Sommet UE: Leterme et Merkel en désaccord

Les chefs d’Etat et de gouvernements se réunissent ce vendredi à Bruxelles dans le cadre du premier sommet européen de l’année. Si à l’origine l’énergie était à l’agenda, le programme du jour se concentrera principalement sur la crise de l’euro et sur la situation en Tunisie et en Egypte.

L’actualité économique et politique a imposé ses thèmes lors de ce nouveau sommet européen. Certains sujets risquent d’ores et déjà de diviser l’Europe.

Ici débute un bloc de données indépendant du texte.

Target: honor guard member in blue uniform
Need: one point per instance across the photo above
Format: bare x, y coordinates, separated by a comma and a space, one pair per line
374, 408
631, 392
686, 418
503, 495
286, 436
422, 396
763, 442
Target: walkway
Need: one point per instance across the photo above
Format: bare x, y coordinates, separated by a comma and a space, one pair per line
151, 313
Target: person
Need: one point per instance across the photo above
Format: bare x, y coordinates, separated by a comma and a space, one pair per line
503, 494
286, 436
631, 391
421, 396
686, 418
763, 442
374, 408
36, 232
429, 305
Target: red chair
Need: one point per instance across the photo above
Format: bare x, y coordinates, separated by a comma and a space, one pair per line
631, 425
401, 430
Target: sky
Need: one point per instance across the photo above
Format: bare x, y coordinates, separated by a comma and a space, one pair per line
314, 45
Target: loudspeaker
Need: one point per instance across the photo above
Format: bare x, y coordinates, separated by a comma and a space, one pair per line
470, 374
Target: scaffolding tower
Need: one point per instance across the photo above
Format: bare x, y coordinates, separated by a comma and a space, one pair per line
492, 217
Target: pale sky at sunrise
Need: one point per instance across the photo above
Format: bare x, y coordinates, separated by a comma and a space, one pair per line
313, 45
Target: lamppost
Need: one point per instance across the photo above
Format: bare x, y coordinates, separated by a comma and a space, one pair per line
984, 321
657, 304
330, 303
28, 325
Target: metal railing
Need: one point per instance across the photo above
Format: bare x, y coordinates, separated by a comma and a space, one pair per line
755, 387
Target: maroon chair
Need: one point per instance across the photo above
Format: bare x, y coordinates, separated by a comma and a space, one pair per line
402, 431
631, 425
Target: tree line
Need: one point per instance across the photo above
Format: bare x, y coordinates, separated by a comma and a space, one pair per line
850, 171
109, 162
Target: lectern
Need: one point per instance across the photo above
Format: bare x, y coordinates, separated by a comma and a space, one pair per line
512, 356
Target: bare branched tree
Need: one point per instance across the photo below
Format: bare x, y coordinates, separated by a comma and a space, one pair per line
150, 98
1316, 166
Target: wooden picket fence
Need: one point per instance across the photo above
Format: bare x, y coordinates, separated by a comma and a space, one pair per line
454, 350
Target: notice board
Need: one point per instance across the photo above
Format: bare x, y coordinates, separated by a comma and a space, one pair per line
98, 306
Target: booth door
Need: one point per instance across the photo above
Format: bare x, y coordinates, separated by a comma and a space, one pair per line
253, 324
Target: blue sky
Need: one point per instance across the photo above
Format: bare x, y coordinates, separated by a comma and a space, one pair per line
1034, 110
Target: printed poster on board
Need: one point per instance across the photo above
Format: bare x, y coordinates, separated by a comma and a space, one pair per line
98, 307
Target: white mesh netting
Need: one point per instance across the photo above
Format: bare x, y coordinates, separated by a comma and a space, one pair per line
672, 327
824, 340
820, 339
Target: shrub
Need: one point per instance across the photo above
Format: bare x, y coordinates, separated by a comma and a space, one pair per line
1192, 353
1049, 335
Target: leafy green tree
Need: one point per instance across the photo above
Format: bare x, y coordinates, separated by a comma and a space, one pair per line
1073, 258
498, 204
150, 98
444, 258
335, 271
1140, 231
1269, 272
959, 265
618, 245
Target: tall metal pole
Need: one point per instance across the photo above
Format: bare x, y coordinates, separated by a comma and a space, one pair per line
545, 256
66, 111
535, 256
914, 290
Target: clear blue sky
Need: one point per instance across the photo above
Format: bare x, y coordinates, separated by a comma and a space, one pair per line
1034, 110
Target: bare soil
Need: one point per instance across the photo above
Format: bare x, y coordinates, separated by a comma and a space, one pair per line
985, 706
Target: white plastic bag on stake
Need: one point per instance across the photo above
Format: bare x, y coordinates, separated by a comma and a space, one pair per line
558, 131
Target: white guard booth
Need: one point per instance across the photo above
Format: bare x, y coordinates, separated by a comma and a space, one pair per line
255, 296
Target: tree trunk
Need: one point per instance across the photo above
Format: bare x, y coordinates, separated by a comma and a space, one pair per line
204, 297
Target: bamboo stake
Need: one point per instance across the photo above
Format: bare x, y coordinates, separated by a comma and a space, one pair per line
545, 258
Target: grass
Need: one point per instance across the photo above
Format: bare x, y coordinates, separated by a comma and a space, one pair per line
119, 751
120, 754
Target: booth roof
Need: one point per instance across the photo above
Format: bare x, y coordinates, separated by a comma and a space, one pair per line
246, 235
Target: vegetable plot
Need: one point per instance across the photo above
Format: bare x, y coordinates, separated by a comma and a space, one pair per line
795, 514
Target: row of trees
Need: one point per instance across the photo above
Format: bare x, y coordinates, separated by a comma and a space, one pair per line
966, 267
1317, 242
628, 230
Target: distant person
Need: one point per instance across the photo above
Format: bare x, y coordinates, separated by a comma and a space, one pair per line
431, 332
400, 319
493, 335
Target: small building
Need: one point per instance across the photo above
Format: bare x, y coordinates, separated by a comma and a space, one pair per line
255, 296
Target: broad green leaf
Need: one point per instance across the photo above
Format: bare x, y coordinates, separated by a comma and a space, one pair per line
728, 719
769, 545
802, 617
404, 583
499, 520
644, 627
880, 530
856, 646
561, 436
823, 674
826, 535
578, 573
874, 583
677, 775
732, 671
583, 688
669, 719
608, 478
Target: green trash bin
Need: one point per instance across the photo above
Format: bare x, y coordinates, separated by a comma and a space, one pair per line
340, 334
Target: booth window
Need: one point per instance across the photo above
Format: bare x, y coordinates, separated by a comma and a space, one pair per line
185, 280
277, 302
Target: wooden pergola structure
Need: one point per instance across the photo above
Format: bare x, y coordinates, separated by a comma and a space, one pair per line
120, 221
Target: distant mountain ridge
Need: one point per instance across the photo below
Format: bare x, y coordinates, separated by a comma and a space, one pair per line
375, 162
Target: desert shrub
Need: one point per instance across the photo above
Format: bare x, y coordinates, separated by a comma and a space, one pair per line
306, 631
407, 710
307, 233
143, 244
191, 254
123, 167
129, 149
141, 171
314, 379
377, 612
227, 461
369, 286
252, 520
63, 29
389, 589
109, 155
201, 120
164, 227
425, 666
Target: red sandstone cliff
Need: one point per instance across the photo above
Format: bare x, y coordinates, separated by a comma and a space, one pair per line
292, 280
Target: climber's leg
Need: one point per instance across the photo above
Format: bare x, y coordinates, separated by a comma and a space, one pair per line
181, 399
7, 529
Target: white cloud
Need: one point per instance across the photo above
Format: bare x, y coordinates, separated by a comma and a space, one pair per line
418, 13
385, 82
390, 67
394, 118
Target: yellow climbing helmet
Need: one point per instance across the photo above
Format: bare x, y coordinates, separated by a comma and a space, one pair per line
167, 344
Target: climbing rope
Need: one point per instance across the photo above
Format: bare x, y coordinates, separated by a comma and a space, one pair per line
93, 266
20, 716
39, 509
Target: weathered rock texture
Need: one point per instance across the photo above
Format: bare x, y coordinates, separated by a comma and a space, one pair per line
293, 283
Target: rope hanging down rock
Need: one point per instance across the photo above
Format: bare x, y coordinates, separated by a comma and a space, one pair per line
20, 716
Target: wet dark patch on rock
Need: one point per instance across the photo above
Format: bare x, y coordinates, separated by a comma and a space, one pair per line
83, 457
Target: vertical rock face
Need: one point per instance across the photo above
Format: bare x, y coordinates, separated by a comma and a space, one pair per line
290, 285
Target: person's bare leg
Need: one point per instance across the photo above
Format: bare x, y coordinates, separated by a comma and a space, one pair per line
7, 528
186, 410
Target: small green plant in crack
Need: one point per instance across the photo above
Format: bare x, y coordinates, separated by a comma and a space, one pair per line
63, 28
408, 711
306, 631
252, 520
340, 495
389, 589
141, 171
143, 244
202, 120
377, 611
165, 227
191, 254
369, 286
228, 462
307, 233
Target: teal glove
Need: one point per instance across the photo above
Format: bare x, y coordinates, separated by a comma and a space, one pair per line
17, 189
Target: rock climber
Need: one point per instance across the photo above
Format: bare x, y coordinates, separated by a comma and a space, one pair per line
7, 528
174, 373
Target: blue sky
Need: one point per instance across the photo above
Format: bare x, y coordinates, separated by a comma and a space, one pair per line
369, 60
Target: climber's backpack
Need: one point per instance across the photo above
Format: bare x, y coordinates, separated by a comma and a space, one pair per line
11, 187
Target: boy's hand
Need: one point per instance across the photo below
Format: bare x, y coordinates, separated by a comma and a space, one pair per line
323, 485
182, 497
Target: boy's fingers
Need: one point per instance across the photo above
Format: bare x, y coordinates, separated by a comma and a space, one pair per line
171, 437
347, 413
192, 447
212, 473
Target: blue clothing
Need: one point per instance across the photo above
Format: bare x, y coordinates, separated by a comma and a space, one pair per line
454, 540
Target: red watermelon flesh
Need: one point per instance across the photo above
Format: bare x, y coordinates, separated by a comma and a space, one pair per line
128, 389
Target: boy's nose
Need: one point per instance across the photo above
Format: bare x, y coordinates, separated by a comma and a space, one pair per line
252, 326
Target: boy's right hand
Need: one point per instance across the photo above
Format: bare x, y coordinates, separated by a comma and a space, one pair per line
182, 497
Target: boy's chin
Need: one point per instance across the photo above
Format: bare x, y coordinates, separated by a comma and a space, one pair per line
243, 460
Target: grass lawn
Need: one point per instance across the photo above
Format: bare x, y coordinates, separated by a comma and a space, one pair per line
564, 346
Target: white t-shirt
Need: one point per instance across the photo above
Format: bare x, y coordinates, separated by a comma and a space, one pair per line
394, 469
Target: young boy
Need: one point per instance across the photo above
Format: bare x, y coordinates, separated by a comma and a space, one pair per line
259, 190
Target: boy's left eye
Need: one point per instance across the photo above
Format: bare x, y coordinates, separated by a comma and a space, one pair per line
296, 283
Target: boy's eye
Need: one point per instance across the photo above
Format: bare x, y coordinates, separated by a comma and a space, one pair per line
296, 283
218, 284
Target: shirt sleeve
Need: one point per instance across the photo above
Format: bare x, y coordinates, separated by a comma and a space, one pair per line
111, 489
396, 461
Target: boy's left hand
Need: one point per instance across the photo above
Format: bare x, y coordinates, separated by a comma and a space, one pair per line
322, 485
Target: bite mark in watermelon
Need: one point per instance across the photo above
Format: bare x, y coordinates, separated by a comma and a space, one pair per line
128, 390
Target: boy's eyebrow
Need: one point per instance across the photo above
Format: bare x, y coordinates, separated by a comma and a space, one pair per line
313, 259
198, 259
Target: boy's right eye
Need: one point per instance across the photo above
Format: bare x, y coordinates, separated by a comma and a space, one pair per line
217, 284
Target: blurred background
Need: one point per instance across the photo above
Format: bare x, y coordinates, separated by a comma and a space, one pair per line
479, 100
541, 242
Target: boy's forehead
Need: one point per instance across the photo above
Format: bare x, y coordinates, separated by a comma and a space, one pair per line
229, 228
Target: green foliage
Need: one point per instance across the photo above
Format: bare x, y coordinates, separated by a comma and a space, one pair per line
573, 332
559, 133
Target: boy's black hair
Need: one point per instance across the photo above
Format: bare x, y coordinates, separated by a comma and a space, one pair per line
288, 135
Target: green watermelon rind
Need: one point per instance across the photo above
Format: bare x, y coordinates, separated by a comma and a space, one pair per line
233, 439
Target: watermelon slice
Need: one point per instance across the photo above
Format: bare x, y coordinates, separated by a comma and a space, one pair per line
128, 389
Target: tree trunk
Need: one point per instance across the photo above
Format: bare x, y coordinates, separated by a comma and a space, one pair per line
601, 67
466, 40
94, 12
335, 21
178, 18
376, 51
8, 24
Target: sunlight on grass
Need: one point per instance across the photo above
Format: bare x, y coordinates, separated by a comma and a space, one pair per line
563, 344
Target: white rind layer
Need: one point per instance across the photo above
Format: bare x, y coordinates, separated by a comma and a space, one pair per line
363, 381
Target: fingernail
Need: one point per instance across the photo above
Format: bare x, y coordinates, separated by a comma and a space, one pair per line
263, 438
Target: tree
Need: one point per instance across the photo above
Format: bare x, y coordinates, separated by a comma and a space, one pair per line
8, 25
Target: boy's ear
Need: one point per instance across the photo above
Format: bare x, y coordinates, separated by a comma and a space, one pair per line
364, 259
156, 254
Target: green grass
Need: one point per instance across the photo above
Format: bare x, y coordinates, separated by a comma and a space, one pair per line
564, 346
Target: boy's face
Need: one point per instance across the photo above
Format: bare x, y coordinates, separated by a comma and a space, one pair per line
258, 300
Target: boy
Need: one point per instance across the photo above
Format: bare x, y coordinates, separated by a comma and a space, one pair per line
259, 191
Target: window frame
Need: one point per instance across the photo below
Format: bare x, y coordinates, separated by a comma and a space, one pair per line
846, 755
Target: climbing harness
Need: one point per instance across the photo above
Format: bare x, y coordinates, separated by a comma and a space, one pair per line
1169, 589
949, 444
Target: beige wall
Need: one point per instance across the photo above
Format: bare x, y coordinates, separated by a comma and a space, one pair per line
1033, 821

Face à la crise de l’Euro, la chancelière allemande Angela Merkel a en effet pour objectif de faire approuver un "pacte de compétitivité" visant notamment à garantir la modération salariale à travers le continent.

L’Allemagne sera le principal contributeur de ce mécanisme. Elle bénéficie en outre du soutien français du président Nicolas Sarkozy (photo) et rejoint en de nombreux points les propositions de la commission européenne.

Selon eux, il est vital en effet que l’Europe redevienne plus compétitive pour garantir son modèle social et sauvegarder la stabilité de l’Euro.

"Les Etats membres doivent avoir l'espace de mener leurs propres politiques"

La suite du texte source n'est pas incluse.